Multi-instrumentalist and engineer Brent McDonald expounds about his music/studio career: Think it all started being exposed to music when still in the hopper. Everyone in the family either played an instrument or could sing and that extends to aunts and uncles as well. Started piano lessons at five and admittedly I wasn't a great student. Too distracted by the hits of the day my sister constantly blared in the house. It was far more fun trying to figure out those than practice lessons. That of course, drove my piano teacher crazy but what didn't. I started to put chord combinations together into actual pieces of music. At the encouragement of my teacher, several of those I played for the yearly recitals as opposed to the usual. 12, heard a couple schoolmates playing electric guitars and I was hooked. Folks gave me permission to use lawn mowing money for a quad pickup, Teisco Del Ray guitar. I'm sure they expected that to reside mostly in the case after a week, but fooled them. Piano lessons fell by the wayside as I couldn't put the guitar down. As kids with guitars do, joined a band shortly thereafter and made the first nickel playing at the Kalamazoo YWCA at 13. Played from junior high through first year of college with that same band. College, ran into some excellent musicians who like me, were only interested in music and performing. Yes, yes... not college! At the end of the first year of college, started living out of a suitcase. Think there's only four of the lower 48 states I didn't visit while on the road performing in bands. Did many studio sessions was well which were total magic for me. So much so, this started me thinking about how to get involved with the studio biz. Problem was financial in those days. A 24 track tape machine was in the 50k or more range with even a modest mixing desk, about the same. But enter MIDI:
Somewhat passe' now, but there was a time when MIDI (Musical Instrument Digital Interface) was brand new. Few understood it then and knew what it could do. Spent my life savings on a pile of synthesizers, hardware sequencer and drum machine. Purchased initially as a system I could drag around on the road to use for writing. Not long after, stuck my neck out for an EM-U Emulator II. Arguably one of the most sought after sampling keyboards of the day. A machine that was rented almost constantly to all the studios (and others) I'd been kicked in and out of in previous years. I'd accompany the E II when it was a date that needed sampling, programming, etc. When not in the way, I'd ask questions about the how and why. Then by happenstance, was working on a five song EP with a former band-mate. Most of the keys/programming was done in the E II and did final recording at Future Sound, Columbus, OH. Off and on, spent quite a bit of time there. Out of the blue, the owner asked if I was interested in working at Future Sound on days off. Wasn't tons of money, just about enough to cover gas and a place to sleep but hey! Future Sound had an automated Quad 8 console, Sony 24 track, lots of great mics and a good place to learn the ropes. Then an additional happy accident, another demo project where the artist needed a studio in Michigan. Had a friend who was part owner of a studio near Kalamazoo (Masterview Recording) and we went there to finish the project. Became a partner at Masterview shortly after. Bought the partnership in 1990 and rebuilt the studio in its current, Otsego location.
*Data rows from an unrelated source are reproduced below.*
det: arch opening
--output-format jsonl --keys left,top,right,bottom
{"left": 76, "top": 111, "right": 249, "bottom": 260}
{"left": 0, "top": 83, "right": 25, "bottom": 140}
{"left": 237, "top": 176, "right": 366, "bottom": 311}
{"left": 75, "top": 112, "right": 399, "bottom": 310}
Brent has worked both in studio and as musician with notables Bob Wilson (Bob Dylan, JJ Cale, Charlie Daniels) Michael Cologne (Michael On Fire), Gioia Bruno (Expose'), Ralphe Armstrong (Jean Luc Ponty, Mahvishnu Orchestra), Cheryl Jewel (Rachel, Rachel), Tere Bertke (Black Hawk, Ralph Santola), Phil Garmyn (Shy Talk), Fergie Frederiksen (Toto, La Rue, Monsters of Rock), Victor Wooten (Bela Fleck, Scott Henderson, Dave Matthews), Charlie Huhn (Ted Nugent, Foghat) Additionally, Brent has engineered/produced over 100 album projects and composed several award winning jingles. He's also currently a member of the progressive rock band Straight Light. When asked to sum it all up: "This is all about the music. Sure... great mics, great electronics, flattering acoustics and technical knowledge are nice to have. But first and foremost it's the music. That's what you record, produce and mix for. In actuality, I'm very lucky. Few people can wake up with a smile knowing they'll be spending their day doing something fun, creative and exciting. This is what I was meant to do."